The discomfort this causes the Iranian leadership is not lost on Israeli Prime Minister Benjamin Netanyahu. In recent years he has quietly worked in parallel with Erdogan to strengthen Azerbaijan’s military, whose drone warfare capabilities integrate both Turkish and Israeli systems. This point rewards recapitulation. Erdogan, the purported architect of a Sunni Islamist foreign policy, is working in parallel with the leader of the Jewish state to strengthen Shiite Azerbaijan to knock the Shiite Islamic Republic off balance. This is classic Realpolitik, not Islamism.      

In sum, Turkey is fulfilling its geostrategic destiny by counterbalancing Russia and Iran. Even as it does so, however, proponents of the neo-Ottoman doctrine are lobbying Congress to impose crippling sanctions on Ankara. By misconstruing basic geopolitical realities, the doctrine risks taking America into an untenable position in the Middle East.  An America that has no appetite to deploy large numbers of troops in the Middle East simply cannot contain Russia, Iran, and Turkey simultaneously. 

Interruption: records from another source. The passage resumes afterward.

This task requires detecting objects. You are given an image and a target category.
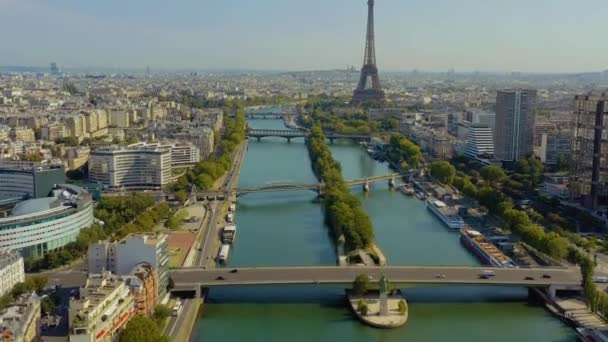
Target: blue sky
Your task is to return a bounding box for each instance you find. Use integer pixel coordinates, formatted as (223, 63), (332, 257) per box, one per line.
(0, 0), (608, 72)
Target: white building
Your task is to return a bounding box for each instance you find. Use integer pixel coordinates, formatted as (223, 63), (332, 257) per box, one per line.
(87, 234), (169, 298)
(0, 160), (65, 200)
(171, 143), (201, 167)
(89, 144), (171, 189)
(0, 292), (40, 341)
(0, 184), (93, 257)
(464, 124), (494, 160)
(69, 272), (135, 342)
(494, 90), (536, 162)
(0, 252), (25, 296)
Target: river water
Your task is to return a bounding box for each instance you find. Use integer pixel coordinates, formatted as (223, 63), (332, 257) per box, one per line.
(192, 120), (575, 342)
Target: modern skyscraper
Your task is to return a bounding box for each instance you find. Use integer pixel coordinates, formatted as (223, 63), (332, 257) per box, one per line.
(494, 90), (536, 162)
(49, 62), (59, 75)
(352, 0), (384, 104)
(464, 124), (494, 160)
(570, 92), (608, 207)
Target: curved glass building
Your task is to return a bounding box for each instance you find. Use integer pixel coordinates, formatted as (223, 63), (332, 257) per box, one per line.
(0, 184), (93, 257)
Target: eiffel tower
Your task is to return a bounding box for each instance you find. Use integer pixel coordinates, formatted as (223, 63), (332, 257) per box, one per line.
(352, 0), (384, 105)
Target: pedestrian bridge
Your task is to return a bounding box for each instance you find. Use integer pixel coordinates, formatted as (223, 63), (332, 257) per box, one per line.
(247, 129), (371, 141)
(170, 266), (581, 295)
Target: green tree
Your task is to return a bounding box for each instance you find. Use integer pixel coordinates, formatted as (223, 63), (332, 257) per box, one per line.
(11, 283), (30, 299)
(165, 215), (181, 230)
(175, 190), (188, 204)
(353, 274), (371, 296)
(557, 153), (570, 171)
(431, 160), (456, 184)
(480, 165), (507, 185)
(152, 304), (171, 329)
(399, 299), (407, 316)
(357, 298), (369, 316)
(40, 296), (57, 315)
(120, 315), (170, 342)
(25, 275), (49, 293)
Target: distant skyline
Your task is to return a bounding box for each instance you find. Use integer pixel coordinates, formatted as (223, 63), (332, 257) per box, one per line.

Such an effort will create the very thing it claims to abhor—namely, a Russian, Iranian and Turkish entente, quietly supported by China. That entente would simply speed the departure of the United States from the Middle East. In order to avoid such a prospect, the incoming administration should make the opening of a strategic dialogue with Ankara one of its top priorities.


Michael Doran is a Senior Fellow at the Hudson Institute.